Kloke won a €500,000 (US$534,000) grant from the German government's EXIST programme in 2015 after finishing his PhD at the Technical University of Berlin. The award is designed to help university researchers translate their work into a marketable product. “This basically helps to build a proper proof of principle and proof of concept, which investors can understand, and a business model which is working,” he says. One of the requirements of the grant is that the researcher's university will provide the winner with a mentor, a workplace and free use of its facilities. Kloke's mentors are biotechnologists Roland Lauster and Uwe Marx, who is also chief executive of TissUse, another spin-off of the university that is developing an organ-on-a-chip system with a different type of technology.

Cellbricks will require more funding to begin full production of the printers, but the EXIST grant, and others that brought the total funding to €1.5 million, has allowed Kloke to hire employees and build the business. Cellbricks currently sells a pilot version to researchers for evaluation and is refining the system based on their feedback — a stage of development that could attract venture-capitalist investment. If it does, Kloke hopes that the company can grow beyond printing organs on chips to printing tissue for medical use. “In the long run, I want to create transplantable material,” he says. “I think there will be transplantable material within the next decade.”

DeNova Sciences: Clinical testing gets a new skin

Nanyang Technological University, Singapore

In Singapore, a young company is making waves with a new generation of tissue-engineered skin models and an accompanying set of research and development services. The company is poised to provide a much-needed combination of products plus services for organizations that require custom-made alternatives to animal testing in the production of cosmetics, pharmaceutical products and medical devices.
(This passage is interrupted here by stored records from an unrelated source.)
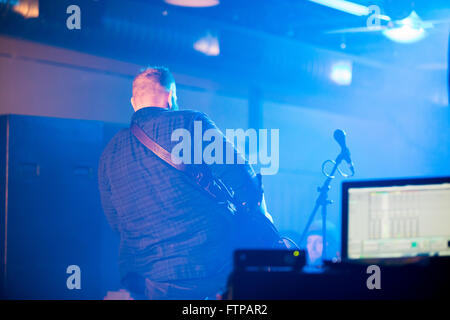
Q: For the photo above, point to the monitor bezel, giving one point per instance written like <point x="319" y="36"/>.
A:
<point x="391" y="182"/>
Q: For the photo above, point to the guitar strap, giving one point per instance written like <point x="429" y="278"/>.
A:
<point x="214" y="187"/>
<point x="254" y="229"/>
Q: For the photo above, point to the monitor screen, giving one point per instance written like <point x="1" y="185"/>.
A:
<point x="389" y="219"/>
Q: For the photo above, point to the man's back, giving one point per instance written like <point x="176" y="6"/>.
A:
<point x="170" y="230"/>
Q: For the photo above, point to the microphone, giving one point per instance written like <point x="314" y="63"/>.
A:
<point x="339" y="135"/>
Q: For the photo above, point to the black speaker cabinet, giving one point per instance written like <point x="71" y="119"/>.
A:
<point x="51" y="216"/>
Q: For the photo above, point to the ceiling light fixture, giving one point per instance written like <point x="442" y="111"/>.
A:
<point x="193" y="3"/>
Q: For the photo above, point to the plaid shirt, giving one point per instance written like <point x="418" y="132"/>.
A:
<point x="169" y="229"/>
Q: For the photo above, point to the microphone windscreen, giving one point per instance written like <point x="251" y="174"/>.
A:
<point x="339" y="136"/>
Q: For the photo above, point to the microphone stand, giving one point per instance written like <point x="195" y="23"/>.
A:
<point x="323" y="201"/>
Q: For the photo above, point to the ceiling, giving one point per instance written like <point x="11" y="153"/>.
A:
<point x="257" y="38"/>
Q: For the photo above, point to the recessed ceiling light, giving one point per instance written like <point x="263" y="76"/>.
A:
<point x="193" y="3"/>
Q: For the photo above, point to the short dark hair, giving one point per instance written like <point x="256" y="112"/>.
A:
<point x="153" y="79"/>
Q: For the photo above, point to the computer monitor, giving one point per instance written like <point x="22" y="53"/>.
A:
<point x="396" y="218"/>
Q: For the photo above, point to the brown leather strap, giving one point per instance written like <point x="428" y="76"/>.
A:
<point x="159" y="151"/>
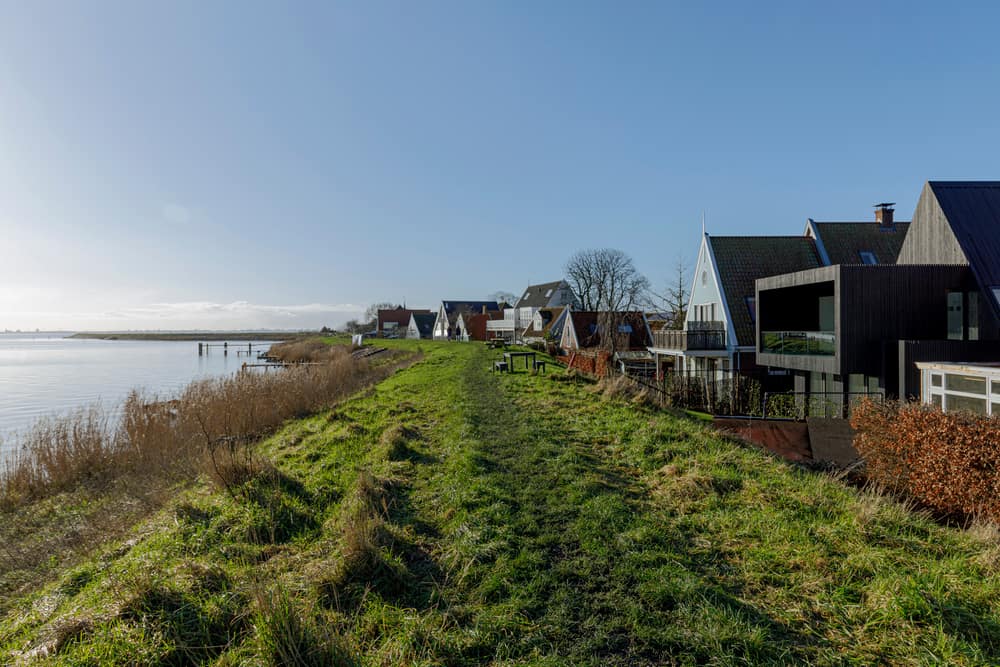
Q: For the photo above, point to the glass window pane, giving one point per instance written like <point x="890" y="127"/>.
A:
<point x="977" y="405"/>
<point x="956" y="316"/>
<point x="967" y="383"/>
<point x="973" y="315"/>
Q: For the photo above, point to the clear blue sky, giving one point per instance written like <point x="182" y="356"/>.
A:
<point x="186" y="164"/>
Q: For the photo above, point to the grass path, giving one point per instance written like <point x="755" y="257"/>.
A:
<point x="451" y="516"/>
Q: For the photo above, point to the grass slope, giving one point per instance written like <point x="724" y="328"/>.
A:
<point x="455" y="517"/>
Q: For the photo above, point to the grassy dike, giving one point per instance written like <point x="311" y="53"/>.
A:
<point x="454" y="517"/>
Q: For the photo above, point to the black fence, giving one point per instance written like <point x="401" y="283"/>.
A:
<point x="741" y="395"/>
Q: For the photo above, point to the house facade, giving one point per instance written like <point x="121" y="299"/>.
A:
<point x="446" y="324"/>
<point x="860" y="328"/>
<point x="393" y="322"/>
<point x="520" y="317"/>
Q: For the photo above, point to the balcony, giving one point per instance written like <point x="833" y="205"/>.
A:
<point x="808" y="343"/>
<point x="698" y="336"/>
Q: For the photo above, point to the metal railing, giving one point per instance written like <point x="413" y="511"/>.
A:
<point x="690" y="339"/>
<point x="799" y="404"/>
<point x="799" y="342"/>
Following bans in the past few years on the use of animals for cosmetic testing in Europe as well as countries including India and Turkey, skin and wound-healing researchers Ming Jie Tan and Kelvin Han Chong Chung teamed up with entrepreneur Daniel Tan to create DeNova Sciences. The company has made models that mimic the characteristics of human skin, such as age, pigmentation and healthiness. The researchers grow the models in the lab from donated human skin cells.

“A lot of cosmetic companies have turned to in vitro model and human testing,” says Ming Jie Tan, DeNova's chief scientific officer. “Those in Asia that do not have a research and development lab mostly seek companies in Europe for such services. We saw this gap.”
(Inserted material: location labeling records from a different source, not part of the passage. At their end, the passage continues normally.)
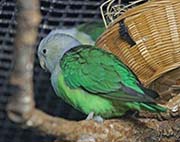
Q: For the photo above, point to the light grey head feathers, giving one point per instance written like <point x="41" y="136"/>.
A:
<point x="52" y="48"/>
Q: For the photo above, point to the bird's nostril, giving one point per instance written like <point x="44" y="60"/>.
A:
<point x="44" y="51"/>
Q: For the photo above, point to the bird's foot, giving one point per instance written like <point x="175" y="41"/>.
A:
<point x="97" y="119"/>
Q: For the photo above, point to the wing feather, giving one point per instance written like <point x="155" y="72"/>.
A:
<point x="101" y="73"/>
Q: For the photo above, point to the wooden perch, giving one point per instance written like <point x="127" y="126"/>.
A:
<point x="21" y="107"/>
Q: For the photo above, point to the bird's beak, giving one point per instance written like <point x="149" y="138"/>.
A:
<point x="43" y="65"/>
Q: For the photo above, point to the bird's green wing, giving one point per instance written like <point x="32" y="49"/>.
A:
<point x="101" y="73"/>
<point x="93" y="29"/>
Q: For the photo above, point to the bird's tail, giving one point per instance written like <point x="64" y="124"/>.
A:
<point x="153" y="107"/>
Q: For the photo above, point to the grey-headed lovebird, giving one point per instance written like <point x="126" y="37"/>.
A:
<point x="93" y="80"/>
<point x="86" y="33"/>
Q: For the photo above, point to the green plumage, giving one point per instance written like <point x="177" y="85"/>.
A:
<point x="93" y="80"/>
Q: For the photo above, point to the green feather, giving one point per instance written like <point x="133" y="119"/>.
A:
<point x="97" y="73"/>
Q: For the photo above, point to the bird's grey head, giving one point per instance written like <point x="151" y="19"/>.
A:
<point x="52" y="48"/>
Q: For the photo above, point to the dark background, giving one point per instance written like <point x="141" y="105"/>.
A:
<point x="56" y="13"/>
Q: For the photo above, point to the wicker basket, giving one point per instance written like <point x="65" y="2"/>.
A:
<point x="155" y="28"/>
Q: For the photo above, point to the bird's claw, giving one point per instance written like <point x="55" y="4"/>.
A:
<point x="97" y="119"/>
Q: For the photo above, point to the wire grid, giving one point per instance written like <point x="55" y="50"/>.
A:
<point x="56" y="13"/>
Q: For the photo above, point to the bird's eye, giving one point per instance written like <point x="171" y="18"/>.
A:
<point x="44" y="51"/>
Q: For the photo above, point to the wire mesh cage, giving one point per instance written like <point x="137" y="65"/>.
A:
<point x="56" y="13"/>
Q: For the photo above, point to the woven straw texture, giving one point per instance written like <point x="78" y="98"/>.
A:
<point x="155" y="28"/>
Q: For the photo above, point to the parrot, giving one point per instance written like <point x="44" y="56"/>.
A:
<point x="93" y="80"/>
<point x="86" y="33"/>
DeNova was founded with 250,000 Singapore dollars (US$178,000) from private funds. The company received further funding, including a grant of $35,000 from the Singaporean government in 2014, and crowdsourced $140,000 in 2015.

DeNova's skin model is used for product testing. Credit: DeNova Sciences

The firm launched as a spin-off from Nanyang Technological University — where Ming Jie Tan and Chong completed their PhDs — in 2014, with a fully operational laboratory completed by the end of that year, says chief executive Daniel Tan. After a slow start, the company doubled its revenue in 2015 and then again in 2016 and is now profitable, he says. Its customers include cosmetic and pharmaceutical companies as well as governmental and academic institutions, he adds.

DeNova is aiming to distinguish itself from other companies that offer skin models, such as tissue-engineering firm MatTek and beauty giant L'Oréal, by providing an end-to-end service, from skin production to testing services and results analysis, says Ming Jie Tan.

The company's next goal is to gain validation from the European Union Reference Laboratory so that it can use its product as an alternative to animal testing. “It is important to get such validation to gain the confidence of both the clients and for a more-uniform method of testing for likewise, uniform results to be gathered,” says Ming Jie Tan.